Pavel Stránský, der diese Worte sagte, ist in seinem Schicksal eng mit dem Holocaust verbunden und hat eine wahre Odyssee des Grauens in seinem Leben erfahren. 1921 wurde er in Prag geboren, absolvierte einen Schnellkurs zum Volksschullehrer und wurde 1941 in das Ghetto Theresienstadt deportiert. Dort heiratete er seine Lebensgefährtin Véra. 1943 folgte die Deportation nach Auschwitz-Birkenau mit Frau und Schwiegermutter. Hier wurde er Betreuer im Kinderblock. Nach Selektion und Trennung von Véra folgte die Überstellung zur Zwangsarbeit ins KZ Schwarzheide 1944. Er überstand vom 18. April bis 8. Mai 1945 den Todesmarsch zurück nach Theresienstadt. Im Juli desselben Jahres gelang das Wiedersehen mit seiner Frau. Bis zu seinem Tod 2015 war er als Reiseführer in Theresienstadt und Lidice tätig.

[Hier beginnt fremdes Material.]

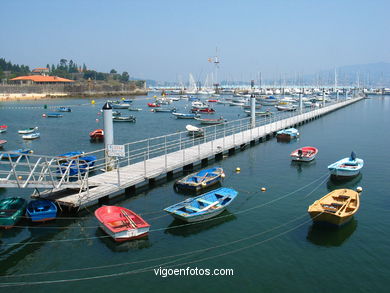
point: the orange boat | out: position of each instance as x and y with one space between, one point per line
121 224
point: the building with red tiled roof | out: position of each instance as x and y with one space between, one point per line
40 79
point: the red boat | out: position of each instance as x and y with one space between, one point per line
304 154
121 224
97 134
205 110
153 105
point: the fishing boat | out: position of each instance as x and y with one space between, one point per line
194 131
11 211
64 109
124 118
347 167
335 208
41 210
54 115
97 134
258 113
185 116
28 130
199 180
15 153
304 154
204 206
121 224
31 136
286 107
287 134
210 121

Als ich zu diesem Zitat die Lebensgeschichte des Sprechers las, war ich tief berührt. Dieser Mann hatte Schlimmeres erfahren, als wir uns es vielleicht vorstellen können, ein unfassbares und unsagbares Leid. Und trotzdem – sogar in diesem Elend gelang es ihm noch, Liebe zu finden, zu heiraten. Stránský sagt in einem Interview, dass er lange nicht über das reden konnte, was er im Ghetto oder im KZ erlebt hat. Doch nach Jahrzehnten findet er seine Stimme wieder, und dann sagt er Sätze wie „Das wichtigste im Leben ist die Liebe“. Es scheint so, dass gerade vor dem Hintergrund des Elends, des Bösen und Schlimmen in dieser Welt, das Licht der Liebe am hellsten scheint.

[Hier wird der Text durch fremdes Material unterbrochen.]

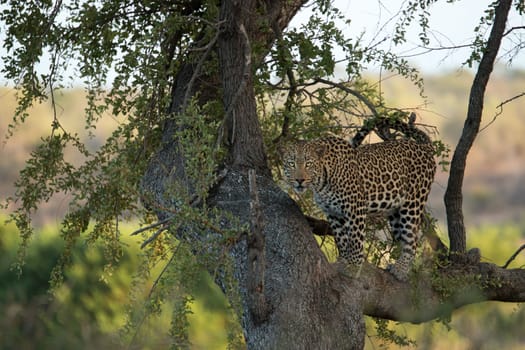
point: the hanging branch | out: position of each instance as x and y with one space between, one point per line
453 194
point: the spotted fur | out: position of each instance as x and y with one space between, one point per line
392 178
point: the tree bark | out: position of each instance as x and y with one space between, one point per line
241 129
453 194
302 301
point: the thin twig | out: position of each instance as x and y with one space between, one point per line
500 109
154 236
513 256
149 227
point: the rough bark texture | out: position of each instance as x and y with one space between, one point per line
454 195
241 129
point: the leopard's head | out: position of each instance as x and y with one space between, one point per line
303 165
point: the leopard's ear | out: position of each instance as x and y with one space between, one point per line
320 150
283 144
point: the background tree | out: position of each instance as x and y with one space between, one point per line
194 81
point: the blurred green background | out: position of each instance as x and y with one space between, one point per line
90 309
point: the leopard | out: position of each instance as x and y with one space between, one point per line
392 178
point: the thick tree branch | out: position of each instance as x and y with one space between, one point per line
457 285
453 194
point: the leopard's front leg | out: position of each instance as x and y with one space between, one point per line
349 238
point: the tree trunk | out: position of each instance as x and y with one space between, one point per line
302 301
241 129
453 194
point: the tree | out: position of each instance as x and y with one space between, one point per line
195 70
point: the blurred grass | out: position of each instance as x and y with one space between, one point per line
88 313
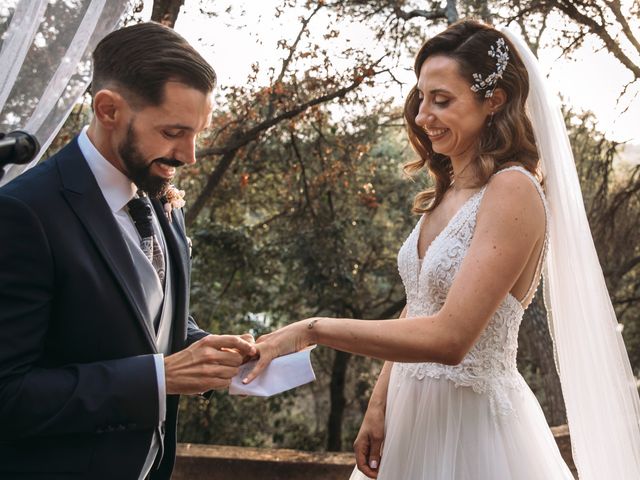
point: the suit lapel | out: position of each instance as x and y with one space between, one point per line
85 198
176 241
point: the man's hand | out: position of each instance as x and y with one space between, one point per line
369 442
207 364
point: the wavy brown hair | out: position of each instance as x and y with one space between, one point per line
509 138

Erstaunlich finde ich ebenfalls, dass Stránský von der Liebe zu Gott spricht. Viele Holocaust-Überlebende zürnten ihrem Gott oder verloren ganz ihren Glauben – etwas, was ich nur zu gut nachvollziehen kann. Pavel Stránský aber fand einen Sinn in der Zuwendung zu anderen – und zu Gott. Dabei kommt mir ein Bibelvers in den Sinn:

„Und wir haben erkannt und geglaubt die Liebe, die Gott zu uns hat: Gott ist Liebe; und wer in der Liebe bleibt, der bleibt in Gott und Gott in ihm.“ (1 Johannes, 4:16).

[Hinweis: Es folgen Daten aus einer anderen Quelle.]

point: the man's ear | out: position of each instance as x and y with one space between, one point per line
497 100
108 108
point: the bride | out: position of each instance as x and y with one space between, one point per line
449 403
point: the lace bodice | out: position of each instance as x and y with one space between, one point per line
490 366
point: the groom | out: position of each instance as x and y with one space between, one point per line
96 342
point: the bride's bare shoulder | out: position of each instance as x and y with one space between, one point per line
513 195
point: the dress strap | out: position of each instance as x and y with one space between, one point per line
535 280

Das gibt Hoffnung, dass hinter allem Schlimmen, das in der Welt passiert ist, und das auch heute noch passiert, doch ein Sinn steckt. Und dass sich Ungerechtigkeit, Unfriede, Hass und Neid durch Toleranz, Verständnis, Freundschaft überwinden lassen.

Lasst auch uns täglich die Liebe in all ihren Facetten suchen und finden.